MIT 18.065: Lecture 25 - Stochastic Gradient Descent

Linear Algebra
Optimization
Stochastic Gradient Descent
Machine Learning
Finite-sum objectives, why SGD is cheaper than full gradient descent, why it fluctuates near the optimum, and how unbiased stochastic gradients, reshuffling, and mini-batches make large-scale learning practical.
Author

Chao Ma

Published

March 11, 2026

Many optimization problems in machine learning have the same structure: the objective is an average of per-sample losses. This lecture explains why that structure leads naturally to stochastic gradient descent, and why the noise in SGD is both its strength and its limitation.

Finite-Sum Problems

A large class of models can be written as

\[ f(x)=\frac{1}{n}\sum_{i=1}^n f_i(x). \]

Examples:

Least Squares

\[ \frac{1}{n}\|Ax-b\|^2 = \frac{1}{n}\sum_{i=1}^n (a_i^\top x-b_i)^2 = \frac{1}{n}\sum_{i=1}^n f_i(x). \]

Lasso

\[ \frac{1}{n}\|Ax-b\|^2+\lambda \|x\|_1 = \frac{1}{n}\sum_{i=1}^n (a_i^\top x-b_i)^2 + \lambda \sum_j |x_j|. \]

Support Vector Machine

\[ \frac{1}{2}\|x\|_2^2 + \frac{C}{n}\sum_{i=1}^n \max\bigl(0,1-y_i(x^\top a_i+b)\bigr). \]

Deep Neural Networks

\[ \frac{1}{n}\sum_{i=1}^n \text{loss}\bigl(y_i,\mathcal{DNN}(x;a_i)\bigr) = \frac{1}{n}\sum_{i=1}^n f_i(x). \]

This finite-sum form is the reason SGD exists as a specialized optimization method.

Why SGD?

Full gradient descent uses

\[ x_{k+1}=x_k-\eta_k \nabla f(x_k) = x_k-\eta_k \frac{1}{n}\sum_{i=1}^n \nabla f_i(x_k). \]

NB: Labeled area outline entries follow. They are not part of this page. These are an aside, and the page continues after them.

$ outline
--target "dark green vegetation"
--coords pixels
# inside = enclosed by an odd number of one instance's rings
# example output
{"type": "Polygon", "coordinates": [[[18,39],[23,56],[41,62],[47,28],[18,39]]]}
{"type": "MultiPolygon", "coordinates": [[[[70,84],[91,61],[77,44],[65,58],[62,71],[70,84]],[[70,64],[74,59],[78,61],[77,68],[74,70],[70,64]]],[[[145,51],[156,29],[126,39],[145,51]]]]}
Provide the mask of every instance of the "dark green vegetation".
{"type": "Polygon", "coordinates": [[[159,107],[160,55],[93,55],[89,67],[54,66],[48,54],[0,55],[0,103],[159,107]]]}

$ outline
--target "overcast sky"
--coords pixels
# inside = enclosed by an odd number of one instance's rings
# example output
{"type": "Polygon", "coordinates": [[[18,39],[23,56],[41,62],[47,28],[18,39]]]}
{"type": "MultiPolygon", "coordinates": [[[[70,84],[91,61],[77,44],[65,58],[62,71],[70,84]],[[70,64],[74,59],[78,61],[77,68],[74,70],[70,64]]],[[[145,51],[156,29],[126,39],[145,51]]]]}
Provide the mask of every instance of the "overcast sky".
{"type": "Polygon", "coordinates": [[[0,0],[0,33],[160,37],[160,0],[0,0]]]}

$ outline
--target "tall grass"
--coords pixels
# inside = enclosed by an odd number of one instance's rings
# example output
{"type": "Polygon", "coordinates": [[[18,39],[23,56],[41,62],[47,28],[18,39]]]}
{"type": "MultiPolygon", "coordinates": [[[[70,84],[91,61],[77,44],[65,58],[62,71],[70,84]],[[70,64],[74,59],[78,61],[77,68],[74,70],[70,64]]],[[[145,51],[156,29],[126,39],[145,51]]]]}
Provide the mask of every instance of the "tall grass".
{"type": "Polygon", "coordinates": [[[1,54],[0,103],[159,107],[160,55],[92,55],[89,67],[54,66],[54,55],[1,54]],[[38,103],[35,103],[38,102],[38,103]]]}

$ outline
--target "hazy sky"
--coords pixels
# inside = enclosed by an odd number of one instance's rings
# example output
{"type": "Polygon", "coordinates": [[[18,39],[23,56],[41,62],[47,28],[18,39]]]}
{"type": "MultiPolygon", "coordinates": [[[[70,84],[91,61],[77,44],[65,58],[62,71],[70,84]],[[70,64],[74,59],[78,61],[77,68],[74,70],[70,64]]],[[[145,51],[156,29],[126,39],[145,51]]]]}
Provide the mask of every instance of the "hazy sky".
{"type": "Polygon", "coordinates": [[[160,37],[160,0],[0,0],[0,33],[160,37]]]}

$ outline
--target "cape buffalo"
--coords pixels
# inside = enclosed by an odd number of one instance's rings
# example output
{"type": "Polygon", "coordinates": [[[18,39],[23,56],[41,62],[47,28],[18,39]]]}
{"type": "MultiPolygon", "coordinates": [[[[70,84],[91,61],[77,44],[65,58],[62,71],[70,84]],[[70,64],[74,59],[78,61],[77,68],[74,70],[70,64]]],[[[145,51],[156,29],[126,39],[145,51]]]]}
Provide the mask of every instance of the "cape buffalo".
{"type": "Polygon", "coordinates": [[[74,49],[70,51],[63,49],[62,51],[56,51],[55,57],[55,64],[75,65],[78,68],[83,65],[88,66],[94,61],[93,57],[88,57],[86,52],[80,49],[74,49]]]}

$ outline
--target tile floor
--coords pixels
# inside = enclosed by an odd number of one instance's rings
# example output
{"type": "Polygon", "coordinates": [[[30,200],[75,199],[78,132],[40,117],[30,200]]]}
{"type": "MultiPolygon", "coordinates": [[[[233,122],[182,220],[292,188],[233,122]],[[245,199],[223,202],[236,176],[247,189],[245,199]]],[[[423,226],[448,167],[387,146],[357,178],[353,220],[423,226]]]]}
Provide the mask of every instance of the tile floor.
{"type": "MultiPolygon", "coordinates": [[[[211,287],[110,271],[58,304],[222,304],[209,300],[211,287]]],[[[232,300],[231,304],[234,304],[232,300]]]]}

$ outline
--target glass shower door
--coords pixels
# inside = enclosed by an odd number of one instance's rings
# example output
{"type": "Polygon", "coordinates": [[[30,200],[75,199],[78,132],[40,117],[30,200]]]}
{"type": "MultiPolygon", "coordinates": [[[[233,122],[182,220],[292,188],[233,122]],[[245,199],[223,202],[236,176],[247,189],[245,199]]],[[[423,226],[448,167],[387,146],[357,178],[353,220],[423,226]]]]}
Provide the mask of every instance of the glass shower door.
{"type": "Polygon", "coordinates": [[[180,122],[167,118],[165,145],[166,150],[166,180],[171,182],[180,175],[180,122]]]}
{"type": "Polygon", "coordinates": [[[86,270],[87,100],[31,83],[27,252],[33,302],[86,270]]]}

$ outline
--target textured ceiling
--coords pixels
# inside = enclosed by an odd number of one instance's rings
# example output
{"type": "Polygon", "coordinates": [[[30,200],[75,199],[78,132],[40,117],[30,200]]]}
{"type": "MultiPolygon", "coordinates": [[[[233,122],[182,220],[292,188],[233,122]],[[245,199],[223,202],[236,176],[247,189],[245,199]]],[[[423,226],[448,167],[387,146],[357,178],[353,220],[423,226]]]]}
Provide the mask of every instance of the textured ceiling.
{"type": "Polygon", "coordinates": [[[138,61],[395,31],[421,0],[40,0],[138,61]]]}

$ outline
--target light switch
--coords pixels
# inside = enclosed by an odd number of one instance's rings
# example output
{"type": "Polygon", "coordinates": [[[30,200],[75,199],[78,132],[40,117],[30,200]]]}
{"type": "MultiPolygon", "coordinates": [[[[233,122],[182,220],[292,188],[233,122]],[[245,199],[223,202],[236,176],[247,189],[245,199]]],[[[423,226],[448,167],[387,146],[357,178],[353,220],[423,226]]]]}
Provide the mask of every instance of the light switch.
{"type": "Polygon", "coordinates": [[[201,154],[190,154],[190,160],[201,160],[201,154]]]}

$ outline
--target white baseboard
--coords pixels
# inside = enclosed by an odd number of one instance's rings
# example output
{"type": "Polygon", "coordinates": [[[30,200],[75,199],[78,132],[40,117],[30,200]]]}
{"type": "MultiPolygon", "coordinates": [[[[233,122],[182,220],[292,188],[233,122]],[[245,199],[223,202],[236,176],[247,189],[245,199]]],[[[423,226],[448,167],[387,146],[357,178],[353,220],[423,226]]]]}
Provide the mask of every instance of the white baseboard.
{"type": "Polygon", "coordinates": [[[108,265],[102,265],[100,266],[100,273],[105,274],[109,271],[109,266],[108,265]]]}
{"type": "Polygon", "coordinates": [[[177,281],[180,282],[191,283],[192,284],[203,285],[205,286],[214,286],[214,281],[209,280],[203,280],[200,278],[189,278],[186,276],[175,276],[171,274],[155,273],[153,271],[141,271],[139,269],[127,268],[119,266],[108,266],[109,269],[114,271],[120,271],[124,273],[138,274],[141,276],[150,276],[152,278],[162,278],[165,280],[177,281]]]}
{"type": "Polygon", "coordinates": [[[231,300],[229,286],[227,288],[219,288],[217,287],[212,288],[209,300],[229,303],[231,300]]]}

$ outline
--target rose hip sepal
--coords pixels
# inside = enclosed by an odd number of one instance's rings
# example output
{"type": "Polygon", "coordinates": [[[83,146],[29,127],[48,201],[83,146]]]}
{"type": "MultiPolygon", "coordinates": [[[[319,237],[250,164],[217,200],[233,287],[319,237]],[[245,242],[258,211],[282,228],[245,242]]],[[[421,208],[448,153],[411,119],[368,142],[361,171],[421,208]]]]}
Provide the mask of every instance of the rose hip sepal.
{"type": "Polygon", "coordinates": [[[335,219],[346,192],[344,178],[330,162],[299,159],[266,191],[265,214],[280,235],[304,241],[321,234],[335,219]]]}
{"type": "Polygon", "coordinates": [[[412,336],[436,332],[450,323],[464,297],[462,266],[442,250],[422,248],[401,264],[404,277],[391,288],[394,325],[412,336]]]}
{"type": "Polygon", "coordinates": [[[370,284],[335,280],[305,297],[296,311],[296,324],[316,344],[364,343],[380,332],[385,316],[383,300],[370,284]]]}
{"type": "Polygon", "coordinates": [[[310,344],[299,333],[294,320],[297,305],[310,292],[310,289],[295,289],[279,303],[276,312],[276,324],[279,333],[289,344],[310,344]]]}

The drawback is cost: when \(n\) is huge, computing the whole gradient every step is too expensive.

SGD replaces the full average with one randomly selected sample index \(i(k)\):

\[ x_{k+1}=x_k-\eta_k \nabla f_{i(k)}(x_k). \]

Each update is roughly \(n\) times cheaper, which is why SGD scales to massive datasets.

One-sample updates make each iteration much cheaper

Why SGD Fluctuates

A common empirical pattern is:

  • early iterations drop the loss quickly
  • near the optimum, the iterates fluctuate instead of settling smoothly

SGD often oscillates near the optimum

This is not a bug. It is the direct consequence of using noisy per-sample gradients.

Geometric Intuition

Consider a 1D least-squares objective where each sample contributes

\[ f_i(x)=(a_i x-b_i)^2. \]

Each \(f_i\) is its own parabola with its own minimizer

\[ x_i^*=\frac{b_i}{a_i}. \]

Let

\[ R=[\min_i x_i^*,\max_i x_i^*]. \]

Then the global optimum of the whole dataset lies somewhere inside this region.

Two phases explain the SGD dynamics:

  1. Far outside \(R\), all sample gradients roughly point in the same direction, so SGD moves consistently toward the solution region.
  2. Inside \(R\), different samples pull in different directions, creating a tug-of-war that makes the iterates bounce around.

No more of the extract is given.